Explaining the loan life cycle
Hodzic said if borrowers are made to understand what could happen with their loan at the front end of the transaction, it could potentially head off any confusion during the life of the loan.
“It doesn't have to be purely servicing that handles some of that,” he said. “Having those relationships and explaining things during the process, like, ‘Hey, your loan may transfer. This is what happens during a transfer.’ Those kinds of things are part of relationship building. They are the type of things that help the borrower understand what's happening to their mortgage. It's always something we recommend, and it's absolutely important overall in the whole process.”
Brokers and lenders who can give borrowers a road map of what will happen after closing could dramatically reduce future friction in the process. It could potentially help raise servicer satisfaction, which slumped in the latest JD Power survey last July.

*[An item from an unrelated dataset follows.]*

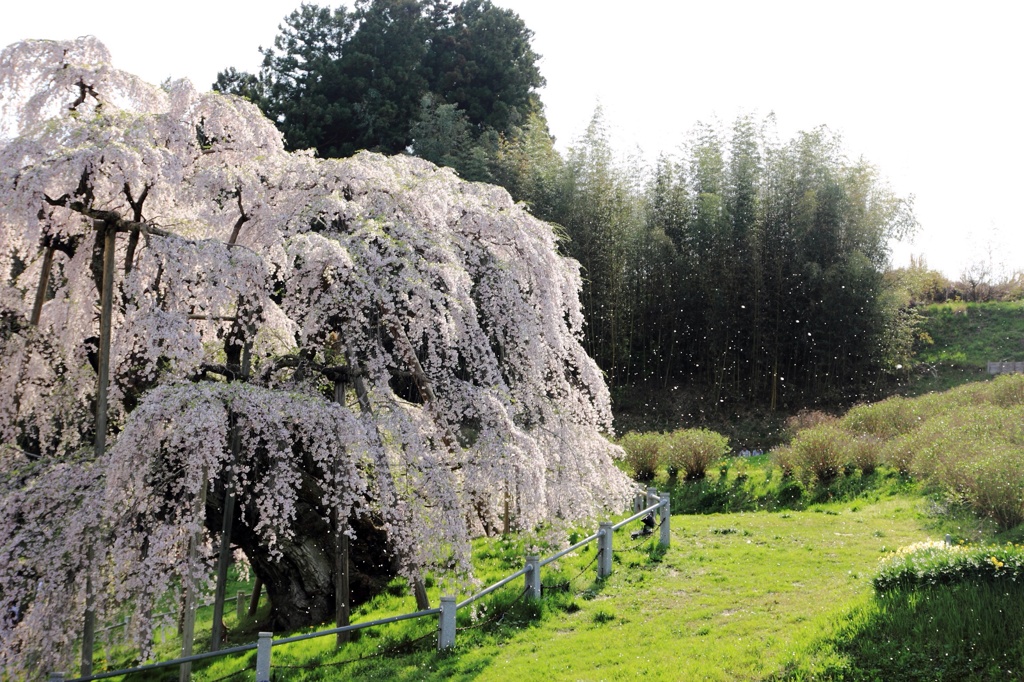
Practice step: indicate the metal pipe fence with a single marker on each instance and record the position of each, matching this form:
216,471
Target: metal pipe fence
446,611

“During the process of getting a loan and originating the loan, you have certain things you can take care of to avoid future issues and servicing,” Hodzic said. “You can set up borrowers with ACH. You can offer additional materials during the process that explain the servicing life cycle and escrow changes.
“I've actually seen this with my local credit union. They explain the escrow process in servicing during the origination process. That way, the borrower is not surprised down the road after they get their mortgage. It’s those small things and that extra work that you can put in that will help everyone down the line.”
Escrow a big focus
Rising escrow costs have been one of the major headlines in the mortgage industry, especially over the last couple of years. Rising property taxes and homeowners' insurance have caused mortgage payments to jump dramatically.
Hodzic said many borrowers are only focused on getting that mortgage signed and getting the keys to their new home, and aren’t focused on how their payment may increase.
“People don't know mortgages other than, ‘Hey, I'm making my mortgage payment,’” he said. “They're not in the business, so they don't understand. Sometimes, escrow analysis will raise your payment, or your taxes will go up. It's definitely the educational part that's crucial during that initial phase.
“Escrow is just so important because it affects the borrower directly in regards to their payments. Your payment jumps up a couple hundred dollars, and that's a big difference for the average person on a day-to-day basis. Having that explained to them that your taxes may go up, your insurance may go up, and you might see this coming a year down the road, and to not panic is definitely important.”
One other area that Hodzic admits might be hard for brokers to discuss up front is loan delinquency. No broker wants to bombard a brand-new homeowner with the thought that they might get behind on their mortgage.
“On the default side, borrowers don't understand their options, because you have multiple options available to you when you're delinquent that the average person may not know about,” he said. “It’s difficult to cover delinquency as a broker, because that's not something you want to talk about, but escrow is definitely something they can help borrowers understand.”